The problems start the day a real customer does something the diagram doesn't account for.

What the diagram is missing

Consider some events that real payment systems must handle:

An authorization is sent to the processor. The processor never responds. Is the transaction Authorized, Failed, or something else?
A capture is requested. The processor returns a successful response, but the settlement file the next day shows the transaction was rejected at settlement time. Is it Captured or Failed?
A refund is issued. The processor returns success. Three days later, the customer disputes the original charge anyway. Is the transaction Refunded or Disputed?
An authorization is partially captured for $30 of a $100 hold. The remaining $70 expires. The system needs to know that no further captures are possible. What state is that?
A void request is sent for a transaction that has already settled. The processor accepts it but converts it to a refund automatically. Is the transaction Voided or Refunded?
A chargeback arrives for a transaction that was already refunded. Is that valid? What state should it produce?
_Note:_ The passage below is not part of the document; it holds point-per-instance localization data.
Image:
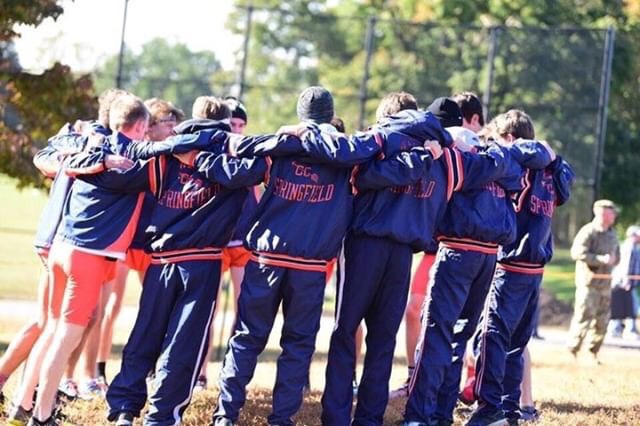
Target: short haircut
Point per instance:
(515, 123)
(395, 102)
(211, 108)
(470, 104)
(125, 111)
(159, 109)
(105, 100)
(238, 110)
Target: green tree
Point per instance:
(547, 63)
(34, 107)
(167, 71)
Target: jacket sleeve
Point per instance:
(529, 154)
(87, 162)
(269, 145)
(49, 159)
(339, 149)
(580, 249)
(231, 172)
(563, 178)
(468, 170)
(204, 140)
(142, 176)
(404, 168)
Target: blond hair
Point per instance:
(159, 109)
(105, 100)
(126, 111)
(210, 107)
(515, 123)
(395, 102)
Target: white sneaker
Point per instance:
(92, 389)
(401, 392)
(69, 389)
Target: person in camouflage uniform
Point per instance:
(596, 251)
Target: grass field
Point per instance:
(567, 392)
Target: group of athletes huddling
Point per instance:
(478, 205)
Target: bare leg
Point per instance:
(22, 344)
(24, 396)
(113, 306)
(65, 339)
(412, 325)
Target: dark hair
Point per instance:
(237, 108)
(338, 124)
(470, 104)
(515, 123)
(211, 108)
(395, 102)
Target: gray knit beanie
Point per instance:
(315, 104)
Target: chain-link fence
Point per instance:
(559, 76)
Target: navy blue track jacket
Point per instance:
(481, 215)
(304, 213)
(543, 191)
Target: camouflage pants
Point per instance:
(591, 316)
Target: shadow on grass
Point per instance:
(269, 354)
(575, 408)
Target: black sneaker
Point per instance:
(18, 416)
(529, 414)
(222, 421)
(51, 421)
(201, 383)
(487, 419)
Each of these scenarios is common — not edge cases, common — and none of them fit cleanly into the four-state model. The state machine has to grow to accommodate them, and the way it grows is rarely planned. It accretes.
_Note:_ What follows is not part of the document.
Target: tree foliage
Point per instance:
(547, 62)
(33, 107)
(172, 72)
The dimensions you didn't know existed

A real payment state machine has at least three dimensions of state, not one.

Lifecycle state. This is what most people mean when they say "transaction state." Authorized, captured, refunded, voided, disputed, settled. It tracks where the transaction is in its operational journey.

Money state. This is what the merchant cares about. How much money was authorized? How much was captured? How much has been refunded? How much is currently held? How much has been disputed? Money state is not the same as lifecycle state — a transaction can be Captured with $50 refunded and $25 disputed, leaving $25 of the original $100 still owed to the merchant. A single status field cannot represent this.

Knowledge state. This is what your system knows for sure versus what it is uncertain about. After a network timeout on a capture request, the transaction's lifecycle state is Capture Pending — Unknown. Your system does not know whether the capture succeeded. This is a real state, and treating it as either Captured or Authorized produces wrong behavior.

rendering…

Naive state machines collapse all three dimensions into one column and end up with states like partially_refunded_with_pending_dispute_unknown_capture, which is what happens when you encode three orthogonal axes into a single enum.

The asynchronous event problem

Payment events don't arrive in the order they happen. A settlement notification might arrive before the original capture confirmation, because settlement files are batched and the capture confirmation is delayed by a retry. A dispute notification can arrive months after the transaction. A reversal can land before the original authorization has been fully processed by your system.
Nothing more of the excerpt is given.